ウミガメ衛星発信機による追跡調査スタート

龍郷町安木屋場海岸で、発信機を付けて放流されたアオウミガメ=提供写真=

龍郷町安木屋場海岸で放流
生態解明に向けて

 奄美大島に上陸するウミガメの生態解明に向けて行われている衛星発信機による追跡調査。16日には、今シーズン初めてなる発信機を装着したウミガメを放流した。今シーズンは6個の発信機を装着予定。16日はウミガメに関心のある地元住民や観光客らが見守るなか、発信機を装着したアオウミガメが海に帰る姿を見送った。

 追跡調査を行う奄美海洋生物研究会(興克樹会長)では、ここ数年、奄美大島に上陸・産卵するアカウミガメとアオウミガメに衛星発信機を装着した追跡調査に取り組んでいる。今シーズンもハワイのウミガメ研究者、ジョージ・バラーズさん(米国大気海洋局)が6個の発信機を提供。龍郷町安木屋場海岸を中心に、1カ月かけてアカウミガメ3頭、アオウミガメ3頭に装着を予定している。

 発信機はウミガメが呼吸のために海面に顔を出した際、電波を発信する。外れなければ約2年間のデータが取れるほどの充電があるといい、昨シーズン発信機を付けたウミガメのうち、1頭のアカウミガメは現在も電波を受信し続けているという。一方で、アオウミガメは自分で甲羅を岩などにこすって掃除する習性があることから、発信機が長く持たないことが難点でもある。

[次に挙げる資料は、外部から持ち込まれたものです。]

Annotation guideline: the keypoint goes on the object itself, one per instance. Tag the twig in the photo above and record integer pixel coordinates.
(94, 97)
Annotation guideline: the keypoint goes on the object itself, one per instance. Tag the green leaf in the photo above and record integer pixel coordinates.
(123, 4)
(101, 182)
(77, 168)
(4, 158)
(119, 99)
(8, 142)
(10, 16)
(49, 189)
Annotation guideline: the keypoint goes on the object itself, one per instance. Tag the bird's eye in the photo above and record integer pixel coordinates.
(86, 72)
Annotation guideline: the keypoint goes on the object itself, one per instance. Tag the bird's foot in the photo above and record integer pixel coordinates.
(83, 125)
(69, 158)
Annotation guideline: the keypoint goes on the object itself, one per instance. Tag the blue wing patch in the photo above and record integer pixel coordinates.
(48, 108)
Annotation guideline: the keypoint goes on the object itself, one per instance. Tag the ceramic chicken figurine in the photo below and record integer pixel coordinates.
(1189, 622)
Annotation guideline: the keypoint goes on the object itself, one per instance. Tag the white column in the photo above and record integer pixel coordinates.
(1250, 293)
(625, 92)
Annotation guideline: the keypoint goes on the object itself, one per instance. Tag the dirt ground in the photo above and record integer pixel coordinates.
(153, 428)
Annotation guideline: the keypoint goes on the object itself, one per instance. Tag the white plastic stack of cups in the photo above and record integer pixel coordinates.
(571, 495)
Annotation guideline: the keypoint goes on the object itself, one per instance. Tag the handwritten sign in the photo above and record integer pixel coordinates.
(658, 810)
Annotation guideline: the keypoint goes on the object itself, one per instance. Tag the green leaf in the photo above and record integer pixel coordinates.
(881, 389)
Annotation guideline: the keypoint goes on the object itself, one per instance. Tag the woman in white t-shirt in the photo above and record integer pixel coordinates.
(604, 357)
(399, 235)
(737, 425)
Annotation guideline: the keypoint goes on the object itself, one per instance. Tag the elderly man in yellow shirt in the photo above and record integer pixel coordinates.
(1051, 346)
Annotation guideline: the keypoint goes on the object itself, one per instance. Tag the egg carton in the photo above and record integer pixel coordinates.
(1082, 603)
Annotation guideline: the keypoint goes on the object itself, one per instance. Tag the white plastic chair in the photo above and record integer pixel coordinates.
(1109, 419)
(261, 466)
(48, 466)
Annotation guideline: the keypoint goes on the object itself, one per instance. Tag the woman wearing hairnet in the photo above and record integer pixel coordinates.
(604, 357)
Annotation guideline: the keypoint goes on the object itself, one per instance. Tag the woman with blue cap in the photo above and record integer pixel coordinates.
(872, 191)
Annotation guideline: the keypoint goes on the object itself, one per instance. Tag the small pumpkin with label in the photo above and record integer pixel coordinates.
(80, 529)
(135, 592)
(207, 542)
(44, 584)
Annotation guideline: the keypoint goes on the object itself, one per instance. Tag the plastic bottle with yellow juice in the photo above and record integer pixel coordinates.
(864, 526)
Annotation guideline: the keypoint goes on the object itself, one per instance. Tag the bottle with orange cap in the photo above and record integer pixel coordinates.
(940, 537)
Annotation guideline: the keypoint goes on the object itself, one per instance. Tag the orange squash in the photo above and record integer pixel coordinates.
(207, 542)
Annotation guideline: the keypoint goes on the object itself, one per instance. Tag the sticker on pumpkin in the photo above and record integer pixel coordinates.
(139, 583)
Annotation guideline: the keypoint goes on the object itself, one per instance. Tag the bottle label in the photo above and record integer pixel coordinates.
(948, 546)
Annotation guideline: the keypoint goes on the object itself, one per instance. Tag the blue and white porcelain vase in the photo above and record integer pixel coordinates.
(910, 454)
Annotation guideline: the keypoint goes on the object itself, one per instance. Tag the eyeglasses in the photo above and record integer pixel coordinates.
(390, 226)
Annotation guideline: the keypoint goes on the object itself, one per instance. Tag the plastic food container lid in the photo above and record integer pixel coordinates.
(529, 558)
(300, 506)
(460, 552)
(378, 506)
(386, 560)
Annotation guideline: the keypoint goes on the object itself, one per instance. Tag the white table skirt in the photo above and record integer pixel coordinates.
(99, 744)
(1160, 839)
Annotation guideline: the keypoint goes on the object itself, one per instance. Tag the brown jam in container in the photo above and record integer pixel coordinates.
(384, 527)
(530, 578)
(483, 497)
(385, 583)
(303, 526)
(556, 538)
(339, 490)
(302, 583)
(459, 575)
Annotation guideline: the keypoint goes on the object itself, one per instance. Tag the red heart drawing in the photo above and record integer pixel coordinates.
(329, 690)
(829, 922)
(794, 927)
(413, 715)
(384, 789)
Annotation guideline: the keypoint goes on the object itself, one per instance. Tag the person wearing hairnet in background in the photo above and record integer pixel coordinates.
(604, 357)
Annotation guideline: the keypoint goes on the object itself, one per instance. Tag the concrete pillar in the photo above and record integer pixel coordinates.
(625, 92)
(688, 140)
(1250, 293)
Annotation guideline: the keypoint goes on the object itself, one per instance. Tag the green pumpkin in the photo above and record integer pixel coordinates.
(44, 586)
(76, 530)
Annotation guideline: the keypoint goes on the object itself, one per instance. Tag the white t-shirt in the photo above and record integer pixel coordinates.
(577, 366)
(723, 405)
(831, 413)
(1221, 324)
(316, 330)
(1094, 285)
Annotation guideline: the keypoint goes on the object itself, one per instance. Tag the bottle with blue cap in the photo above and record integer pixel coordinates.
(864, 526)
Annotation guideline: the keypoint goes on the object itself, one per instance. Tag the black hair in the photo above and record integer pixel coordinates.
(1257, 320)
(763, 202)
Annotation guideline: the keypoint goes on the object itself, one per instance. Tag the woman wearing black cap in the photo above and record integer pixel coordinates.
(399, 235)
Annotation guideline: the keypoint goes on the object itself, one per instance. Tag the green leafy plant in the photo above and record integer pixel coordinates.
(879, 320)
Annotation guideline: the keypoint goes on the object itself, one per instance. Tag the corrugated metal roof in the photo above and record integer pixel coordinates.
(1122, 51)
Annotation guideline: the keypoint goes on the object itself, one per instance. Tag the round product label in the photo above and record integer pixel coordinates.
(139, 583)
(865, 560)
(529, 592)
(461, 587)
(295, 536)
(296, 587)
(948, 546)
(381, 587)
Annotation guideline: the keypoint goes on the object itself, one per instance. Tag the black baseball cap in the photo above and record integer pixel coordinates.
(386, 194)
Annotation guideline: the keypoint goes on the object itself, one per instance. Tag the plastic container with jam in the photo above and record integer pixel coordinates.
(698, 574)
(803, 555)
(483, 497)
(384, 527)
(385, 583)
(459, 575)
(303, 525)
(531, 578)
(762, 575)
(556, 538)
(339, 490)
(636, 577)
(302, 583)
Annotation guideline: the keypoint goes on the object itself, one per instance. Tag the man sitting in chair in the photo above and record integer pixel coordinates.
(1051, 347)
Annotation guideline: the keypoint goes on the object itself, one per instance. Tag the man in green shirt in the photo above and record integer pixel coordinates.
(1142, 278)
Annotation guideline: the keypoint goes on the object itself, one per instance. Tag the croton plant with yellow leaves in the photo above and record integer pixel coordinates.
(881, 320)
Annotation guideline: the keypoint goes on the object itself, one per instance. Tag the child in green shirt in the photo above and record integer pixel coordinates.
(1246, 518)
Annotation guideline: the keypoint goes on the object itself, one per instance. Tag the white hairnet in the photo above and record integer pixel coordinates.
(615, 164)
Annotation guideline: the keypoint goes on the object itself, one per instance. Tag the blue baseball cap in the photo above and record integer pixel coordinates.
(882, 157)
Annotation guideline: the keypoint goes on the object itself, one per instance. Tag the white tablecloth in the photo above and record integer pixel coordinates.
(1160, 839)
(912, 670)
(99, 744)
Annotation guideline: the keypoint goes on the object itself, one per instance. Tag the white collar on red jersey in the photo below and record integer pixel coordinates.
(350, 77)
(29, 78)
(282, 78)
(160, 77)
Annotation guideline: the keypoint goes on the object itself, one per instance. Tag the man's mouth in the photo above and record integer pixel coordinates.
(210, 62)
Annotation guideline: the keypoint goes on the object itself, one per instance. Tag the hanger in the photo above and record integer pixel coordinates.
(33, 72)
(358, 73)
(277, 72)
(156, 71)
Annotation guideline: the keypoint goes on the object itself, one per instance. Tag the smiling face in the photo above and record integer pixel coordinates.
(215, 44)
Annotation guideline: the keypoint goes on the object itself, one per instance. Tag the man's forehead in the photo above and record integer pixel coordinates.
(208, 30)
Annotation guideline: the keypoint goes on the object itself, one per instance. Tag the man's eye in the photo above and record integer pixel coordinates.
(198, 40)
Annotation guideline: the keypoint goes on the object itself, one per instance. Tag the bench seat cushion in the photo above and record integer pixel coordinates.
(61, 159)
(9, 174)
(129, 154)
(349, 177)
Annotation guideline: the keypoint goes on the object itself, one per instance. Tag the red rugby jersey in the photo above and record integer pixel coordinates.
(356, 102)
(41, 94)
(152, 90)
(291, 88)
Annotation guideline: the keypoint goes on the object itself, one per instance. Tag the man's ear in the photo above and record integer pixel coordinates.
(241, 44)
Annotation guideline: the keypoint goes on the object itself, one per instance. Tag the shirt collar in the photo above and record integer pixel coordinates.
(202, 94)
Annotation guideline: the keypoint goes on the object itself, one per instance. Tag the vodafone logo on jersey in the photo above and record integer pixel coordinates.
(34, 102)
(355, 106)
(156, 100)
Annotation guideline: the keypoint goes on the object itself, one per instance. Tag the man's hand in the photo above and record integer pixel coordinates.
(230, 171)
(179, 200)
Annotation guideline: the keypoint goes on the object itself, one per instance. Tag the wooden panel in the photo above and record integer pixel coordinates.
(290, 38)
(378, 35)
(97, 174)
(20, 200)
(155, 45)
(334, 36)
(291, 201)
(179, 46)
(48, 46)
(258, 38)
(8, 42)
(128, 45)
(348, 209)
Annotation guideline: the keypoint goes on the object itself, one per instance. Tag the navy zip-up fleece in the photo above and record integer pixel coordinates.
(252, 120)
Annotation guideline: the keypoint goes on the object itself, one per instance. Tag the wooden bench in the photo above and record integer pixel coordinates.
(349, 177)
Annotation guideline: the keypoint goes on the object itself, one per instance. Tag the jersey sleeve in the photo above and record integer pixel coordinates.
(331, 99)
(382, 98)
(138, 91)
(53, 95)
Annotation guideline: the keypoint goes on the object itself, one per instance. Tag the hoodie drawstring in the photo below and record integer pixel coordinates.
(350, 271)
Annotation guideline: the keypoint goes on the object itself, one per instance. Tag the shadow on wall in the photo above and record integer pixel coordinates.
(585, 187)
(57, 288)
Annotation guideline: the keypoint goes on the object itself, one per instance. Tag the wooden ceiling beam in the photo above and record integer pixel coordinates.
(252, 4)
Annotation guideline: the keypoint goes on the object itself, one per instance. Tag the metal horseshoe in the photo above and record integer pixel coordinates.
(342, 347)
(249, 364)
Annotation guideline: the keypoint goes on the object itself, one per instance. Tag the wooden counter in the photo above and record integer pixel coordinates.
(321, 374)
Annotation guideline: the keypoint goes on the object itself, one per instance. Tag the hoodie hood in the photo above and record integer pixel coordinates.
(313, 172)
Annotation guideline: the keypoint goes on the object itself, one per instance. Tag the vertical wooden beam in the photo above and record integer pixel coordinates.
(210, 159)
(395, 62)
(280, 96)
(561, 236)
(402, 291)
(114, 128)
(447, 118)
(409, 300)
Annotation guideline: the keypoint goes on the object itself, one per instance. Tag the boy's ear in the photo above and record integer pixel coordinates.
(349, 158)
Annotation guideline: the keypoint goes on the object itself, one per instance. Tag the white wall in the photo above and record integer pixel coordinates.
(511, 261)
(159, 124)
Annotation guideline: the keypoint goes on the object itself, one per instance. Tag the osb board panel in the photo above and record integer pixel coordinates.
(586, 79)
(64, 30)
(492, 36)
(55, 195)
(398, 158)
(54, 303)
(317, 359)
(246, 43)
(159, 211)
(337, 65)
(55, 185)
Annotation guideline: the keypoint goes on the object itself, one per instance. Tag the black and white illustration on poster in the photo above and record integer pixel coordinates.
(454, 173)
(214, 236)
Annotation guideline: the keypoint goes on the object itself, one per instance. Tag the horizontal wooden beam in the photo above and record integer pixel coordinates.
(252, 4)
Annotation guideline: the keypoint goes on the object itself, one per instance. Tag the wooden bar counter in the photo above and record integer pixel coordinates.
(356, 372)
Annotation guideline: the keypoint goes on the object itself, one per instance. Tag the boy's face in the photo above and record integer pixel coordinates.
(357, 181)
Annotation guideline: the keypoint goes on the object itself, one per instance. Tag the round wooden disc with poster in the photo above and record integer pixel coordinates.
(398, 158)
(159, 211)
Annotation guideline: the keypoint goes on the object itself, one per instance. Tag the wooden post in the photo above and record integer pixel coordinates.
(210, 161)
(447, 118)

 16日に放流したアオウミガメは17日現在、しっかり電波を受信しているという。興会長は「アオウミガメは長くて1カ月ほどしか持たないが、それでも貴重なデータが取れる。アカウミガメについてもこれまでの調査で東シナ海側に行く個体がいることは分かっているが、南の方に行く個体はいないのかなどが分かれば」と語った。